Cookies Tetangga
Oleh: Leenahanwoo
Pemuda itu memandang gadis di hadapannya dengan tatapan heran. Bila dalam keadaan normal, mungkin dia dapat melihat betapa cantik gadis ini walau usianya terbilang masih belia. Rambut merah menyala tampak kontras dengan kulit putih pucat yang melapisi tubuh ramping dan tinggi, sepasang iris berwarna amber yang indah, dan pakaian kasual berupa tank top dan celana pendek berwarna hitam; tetapi semua itu luput dari pemikiran karena sepiring chocolate cookies yang uapnya masih mengepul dan menguarkan bau harum hingga membuat air liur menetes.

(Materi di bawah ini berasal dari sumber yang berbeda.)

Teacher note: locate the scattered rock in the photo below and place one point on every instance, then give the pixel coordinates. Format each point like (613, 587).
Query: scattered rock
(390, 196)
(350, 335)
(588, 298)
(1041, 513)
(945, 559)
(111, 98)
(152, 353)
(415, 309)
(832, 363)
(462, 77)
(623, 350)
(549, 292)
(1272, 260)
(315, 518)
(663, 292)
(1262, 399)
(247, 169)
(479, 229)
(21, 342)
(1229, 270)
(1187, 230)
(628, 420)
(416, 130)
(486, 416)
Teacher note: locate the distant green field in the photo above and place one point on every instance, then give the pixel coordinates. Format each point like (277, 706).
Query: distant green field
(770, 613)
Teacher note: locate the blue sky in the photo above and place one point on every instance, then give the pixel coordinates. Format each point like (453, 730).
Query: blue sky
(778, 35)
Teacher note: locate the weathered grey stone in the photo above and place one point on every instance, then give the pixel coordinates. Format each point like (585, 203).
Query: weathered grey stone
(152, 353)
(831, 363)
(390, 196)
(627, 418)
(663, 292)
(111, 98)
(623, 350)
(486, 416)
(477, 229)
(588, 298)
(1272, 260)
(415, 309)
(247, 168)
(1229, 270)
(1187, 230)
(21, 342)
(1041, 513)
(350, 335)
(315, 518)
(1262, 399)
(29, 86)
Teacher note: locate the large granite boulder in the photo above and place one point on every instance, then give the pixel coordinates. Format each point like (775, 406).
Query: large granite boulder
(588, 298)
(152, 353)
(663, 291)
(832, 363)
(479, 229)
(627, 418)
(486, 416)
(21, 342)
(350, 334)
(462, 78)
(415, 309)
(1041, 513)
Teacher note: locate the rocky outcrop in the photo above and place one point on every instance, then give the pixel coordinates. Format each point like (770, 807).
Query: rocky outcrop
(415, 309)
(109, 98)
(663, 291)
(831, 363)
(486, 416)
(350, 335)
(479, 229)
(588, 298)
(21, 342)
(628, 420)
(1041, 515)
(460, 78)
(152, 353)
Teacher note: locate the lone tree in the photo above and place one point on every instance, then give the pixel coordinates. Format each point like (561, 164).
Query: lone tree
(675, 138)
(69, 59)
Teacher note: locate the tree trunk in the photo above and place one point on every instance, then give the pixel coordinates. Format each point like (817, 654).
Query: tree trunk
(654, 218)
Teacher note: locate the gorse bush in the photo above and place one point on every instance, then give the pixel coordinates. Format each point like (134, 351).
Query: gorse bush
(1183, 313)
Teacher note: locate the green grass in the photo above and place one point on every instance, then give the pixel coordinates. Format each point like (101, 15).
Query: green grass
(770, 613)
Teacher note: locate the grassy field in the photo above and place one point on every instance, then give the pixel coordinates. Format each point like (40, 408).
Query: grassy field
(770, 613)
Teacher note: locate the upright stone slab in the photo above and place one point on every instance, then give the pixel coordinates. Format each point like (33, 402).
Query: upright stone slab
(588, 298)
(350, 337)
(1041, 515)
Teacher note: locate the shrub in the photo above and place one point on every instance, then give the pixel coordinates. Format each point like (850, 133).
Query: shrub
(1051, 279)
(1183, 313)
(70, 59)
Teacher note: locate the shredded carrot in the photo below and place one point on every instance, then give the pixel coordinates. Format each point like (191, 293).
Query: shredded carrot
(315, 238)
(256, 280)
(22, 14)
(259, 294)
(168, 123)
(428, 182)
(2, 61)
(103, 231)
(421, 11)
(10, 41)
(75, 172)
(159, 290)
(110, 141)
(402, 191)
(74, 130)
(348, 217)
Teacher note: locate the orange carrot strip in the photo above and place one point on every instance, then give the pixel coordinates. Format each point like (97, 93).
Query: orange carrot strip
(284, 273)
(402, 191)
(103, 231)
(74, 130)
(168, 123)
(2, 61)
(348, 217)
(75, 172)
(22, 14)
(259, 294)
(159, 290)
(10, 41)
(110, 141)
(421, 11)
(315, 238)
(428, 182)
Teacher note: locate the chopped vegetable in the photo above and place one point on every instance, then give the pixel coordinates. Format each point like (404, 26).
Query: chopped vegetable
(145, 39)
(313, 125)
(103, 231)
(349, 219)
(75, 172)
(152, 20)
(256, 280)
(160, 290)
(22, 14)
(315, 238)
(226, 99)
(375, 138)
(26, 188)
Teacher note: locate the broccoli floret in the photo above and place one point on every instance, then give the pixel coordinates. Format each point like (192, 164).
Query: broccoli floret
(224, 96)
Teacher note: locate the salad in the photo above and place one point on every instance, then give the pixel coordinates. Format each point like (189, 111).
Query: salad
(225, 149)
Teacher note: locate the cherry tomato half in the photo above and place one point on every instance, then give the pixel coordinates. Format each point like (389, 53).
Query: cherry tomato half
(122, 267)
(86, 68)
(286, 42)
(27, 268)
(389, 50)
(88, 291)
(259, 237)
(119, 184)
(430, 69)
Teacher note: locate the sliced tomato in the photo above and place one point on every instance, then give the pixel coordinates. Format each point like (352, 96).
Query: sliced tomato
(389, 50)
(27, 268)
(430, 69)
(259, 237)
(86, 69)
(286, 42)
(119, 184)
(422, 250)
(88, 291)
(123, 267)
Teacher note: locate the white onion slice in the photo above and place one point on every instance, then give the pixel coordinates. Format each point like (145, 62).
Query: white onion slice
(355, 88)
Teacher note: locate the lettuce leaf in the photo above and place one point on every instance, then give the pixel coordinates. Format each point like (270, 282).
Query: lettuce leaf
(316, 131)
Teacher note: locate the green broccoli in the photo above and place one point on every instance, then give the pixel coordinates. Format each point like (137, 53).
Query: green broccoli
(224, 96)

“Maaf?” Setidaknya dia harus memberikan respons, bukan?
“Ucapan selamat datang untuk tetangga baru,” jelasnya singkat.
Si pemuda baru saja pindah ke unit apartemen itu tiga hari yang lalu. Ayah angkatnya merasa bahwa biaya hidup selama tinggal di kota besar terlalu tinggi, tidak akan mencukupi bagi mereka untuk bertahan hidup dari penghasilan kedai kopi yang dikelola sendiri. Mereka memutuskan pindah ke kota lain yang berbiaya hidup lebih rendah, sembari berharap kedai kopi mereka akan lebih diminati karena bisnis semacam itu belum menjamur di kota tersebut. Namun, … haruskah tetangga baru disambut begitu hangat? Apakah ini tradisi di kota tersebut? Pemuda itu jadi berpikir-pikir.
“… Oke? Maaf, jadi merepotkanmu.” Masih canggung; dia memang tidak mudah akrab dengan orang baru.

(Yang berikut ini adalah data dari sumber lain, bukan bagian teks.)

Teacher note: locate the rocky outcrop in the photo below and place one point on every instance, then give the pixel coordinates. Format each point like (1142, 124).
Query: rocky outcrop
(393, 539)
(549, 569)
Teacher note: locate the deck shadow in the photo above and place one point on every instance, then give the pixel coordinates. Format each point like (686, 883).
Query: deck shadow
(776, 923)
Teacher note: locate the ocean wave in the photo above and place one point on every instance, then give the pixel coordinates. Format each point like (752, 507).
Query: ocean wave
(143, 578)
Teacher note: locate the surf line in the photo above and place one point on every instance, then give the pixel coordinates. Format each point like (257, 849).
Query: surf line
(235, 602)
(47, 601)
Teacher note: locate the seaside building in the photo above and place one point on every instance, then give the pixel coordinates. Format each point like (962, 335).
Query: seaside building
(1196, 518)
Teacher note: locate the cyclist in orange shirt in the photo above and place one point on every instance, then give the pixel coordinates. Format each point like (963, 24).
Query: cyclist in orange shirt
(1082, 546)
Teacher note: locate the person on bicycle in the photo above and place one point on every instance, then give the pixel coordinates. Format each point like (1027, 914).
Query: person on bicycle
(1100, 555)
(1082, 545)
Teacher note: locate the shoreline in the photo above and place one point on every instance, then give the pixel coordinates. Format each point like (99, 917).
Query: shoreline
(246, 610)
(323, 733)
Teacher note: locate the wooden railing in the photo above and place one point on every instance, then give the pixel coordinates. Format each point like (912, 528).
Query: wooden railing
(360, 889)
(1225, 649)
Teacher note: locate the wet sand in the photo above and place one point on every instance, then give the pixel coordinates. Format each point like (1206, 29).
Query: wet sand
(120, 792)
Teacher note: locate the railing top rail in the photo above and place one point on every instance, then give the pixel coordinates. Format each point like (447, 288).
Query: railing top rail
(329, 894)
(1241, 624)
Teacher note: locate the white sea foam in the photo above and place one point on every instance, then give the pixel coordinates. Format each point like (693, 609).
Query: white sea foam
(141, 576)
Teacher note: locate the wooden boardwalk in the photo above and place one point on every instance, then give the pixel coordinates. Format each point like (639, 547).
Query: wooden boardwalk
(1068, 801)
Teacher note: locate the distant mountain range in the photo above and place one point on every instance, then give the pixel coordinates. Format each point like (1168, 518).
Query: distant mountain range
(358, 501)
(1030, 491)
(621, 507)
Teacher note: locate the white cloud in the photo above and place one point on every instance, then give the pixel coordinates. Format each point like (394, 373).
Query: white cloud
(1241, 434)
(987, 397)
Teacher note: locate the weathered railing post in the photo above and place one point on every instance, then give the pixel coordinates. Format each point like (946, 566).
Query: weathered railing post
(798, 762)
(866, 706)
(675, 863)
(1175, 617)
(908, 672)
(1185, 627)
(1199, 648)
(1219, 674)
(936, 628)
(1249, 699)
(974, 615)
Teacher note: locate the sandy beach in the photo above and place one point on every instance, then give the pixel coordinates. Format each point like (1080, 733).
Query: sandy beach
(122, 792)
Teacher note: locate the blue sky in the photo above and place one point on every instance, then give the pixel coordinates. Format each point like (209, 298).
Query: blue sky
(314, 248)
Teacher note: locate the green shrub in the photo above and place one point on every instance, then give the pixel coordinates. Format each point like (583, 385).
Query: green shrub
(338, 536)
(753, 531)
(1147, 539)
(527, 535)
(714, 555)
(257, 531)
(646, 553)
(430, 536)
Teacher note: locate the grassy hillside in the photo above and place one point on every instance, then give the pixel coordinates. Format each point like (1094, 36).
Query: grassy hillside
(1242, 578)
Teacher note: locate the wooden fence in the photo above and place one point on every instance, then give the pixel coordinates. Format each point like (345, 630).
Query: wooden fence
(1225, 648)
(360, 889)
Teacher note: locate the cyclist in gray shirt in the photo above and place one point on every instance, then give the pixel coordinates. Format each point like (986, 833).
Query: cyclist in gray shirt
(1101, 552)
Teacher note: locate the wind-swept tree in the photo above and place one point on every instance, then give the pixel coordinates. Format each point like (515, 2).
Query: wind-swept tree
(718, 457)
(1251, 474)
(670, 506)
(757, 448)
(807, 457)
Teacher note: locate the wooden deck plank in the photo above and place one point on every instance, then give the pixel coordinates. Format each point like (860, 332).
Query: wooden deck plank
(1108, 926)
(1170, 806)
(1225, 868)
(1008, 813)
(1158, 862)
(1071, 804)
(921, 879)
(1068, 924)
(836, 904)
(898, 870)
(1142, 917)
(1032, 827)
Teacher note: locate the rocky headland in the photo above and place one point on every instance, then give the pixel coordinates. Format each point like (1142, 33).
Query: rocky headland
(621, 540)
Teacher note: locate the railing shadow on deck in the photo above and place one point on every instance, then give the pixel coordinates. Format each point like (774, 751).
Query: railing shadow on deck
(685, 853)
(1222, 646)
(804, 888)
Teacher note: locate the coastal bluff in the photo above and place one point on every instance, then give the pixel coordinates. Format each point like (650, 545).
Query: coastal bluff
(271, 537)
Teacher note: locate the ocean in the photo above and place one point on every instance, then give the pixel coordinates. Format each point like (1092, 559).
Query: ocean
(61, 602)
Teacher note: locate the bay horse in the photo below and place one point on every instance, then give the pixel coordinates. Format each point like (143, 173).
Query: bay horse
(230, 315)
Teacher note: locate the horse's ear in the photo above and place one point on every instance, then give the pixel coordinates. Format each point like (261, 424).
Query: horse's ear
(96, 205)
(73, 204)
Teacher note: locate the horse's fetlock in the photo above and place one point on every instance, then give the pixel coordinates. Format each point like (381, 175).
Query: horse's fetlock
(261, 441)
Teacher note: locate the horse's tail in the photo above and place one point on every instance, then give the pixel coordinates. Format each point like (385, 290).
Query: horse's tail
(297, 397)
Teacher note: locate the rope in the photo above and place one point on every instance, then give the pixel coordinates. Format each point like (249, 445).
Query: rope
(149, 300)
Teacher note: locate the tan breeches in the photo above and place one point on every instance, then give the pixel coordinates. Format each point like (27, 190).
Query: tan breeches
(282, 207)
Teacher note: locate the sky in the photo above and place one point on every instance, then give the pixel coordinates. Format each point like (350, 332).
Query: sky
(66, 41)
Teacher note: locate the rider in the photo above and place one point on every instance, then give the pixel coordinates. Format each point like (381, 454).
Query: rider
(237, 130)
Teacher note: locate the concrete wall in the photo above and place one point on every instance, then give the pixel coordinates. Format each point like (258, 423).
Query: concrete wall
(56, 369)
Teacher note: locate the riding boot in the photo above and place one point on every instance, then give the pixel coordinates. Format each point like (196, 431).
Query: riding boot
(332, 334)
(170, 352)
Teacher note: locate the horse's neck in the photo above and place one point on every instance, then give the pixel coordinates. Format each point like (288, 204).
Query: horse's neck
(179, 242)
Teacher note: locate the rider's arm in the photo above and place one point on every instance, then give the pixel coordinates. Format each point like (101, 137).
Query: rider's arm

“Jangan sungkan.” Gadis itu menyerahkan piring berisi cookies kepada si pemuda, yang diterima dengan setengah segan. “Namaku Kiky. Aku dan kakakku tinggal di unit sebelah.”
Namanya Kiky, pikirnya.
“Aku Tora.” Pemuda itu—Tora—memandang cookies itu dengan mata berbinar. Dia bukan pecinta makanan manis, tetapi ada aroma kopi yang ikut menguar dari piring itu; kopi adalah belahan jiwanya. Terlebih, sang ayah angkat sangat menyukai cookies, dan mereka pasti akan melahap isi piring tersebut hingga tandas. “Dan, urm … terima kasih.”
Senyuman menjadi balasan atas ucapan terima kasih yang terlisan dari bibir Tora. Gadis itu berlalu, kembali ke unit apartemennya, terletak persis bersebelahan dengan unit mereka. Pemuda itu menutup pintu dan masuk ke dalam unit setelahnya. Di sana, sang ayah angkat terduduk di atas sofa; tampak kelelahan. Mereka memang baru saja selesai membereskan kamar tidur saat bel pintu berbunyi.
“Siapa?” tanya ayahnya. Iris merah kecokelatan miliknya sontak terbuka saat mencium aroma cookies memenuhi ruangan.
“Tetangga sebelah.” Tora berjalan mendekat, lalu meletakkan piring berisi cookies ke atas meja. “Dia memberikan ini sebagai ucapan selamat datang.”
“Ah, baik sekali.” Dia mengambil satu buah cookies, lalu meniup-niupnya karena uap panas yang masih menguar. “Chocolate cookies?”
“Kukira chocolate espresso,” tebak pemuda itu. “Ada wangi aroma kopi.”
“Kau benar,” tanggapnya seraya menggigit dan mengunyah cookies di tangannya. “Wah, enak sekali. Apa tetangga kita seorang perempuan?”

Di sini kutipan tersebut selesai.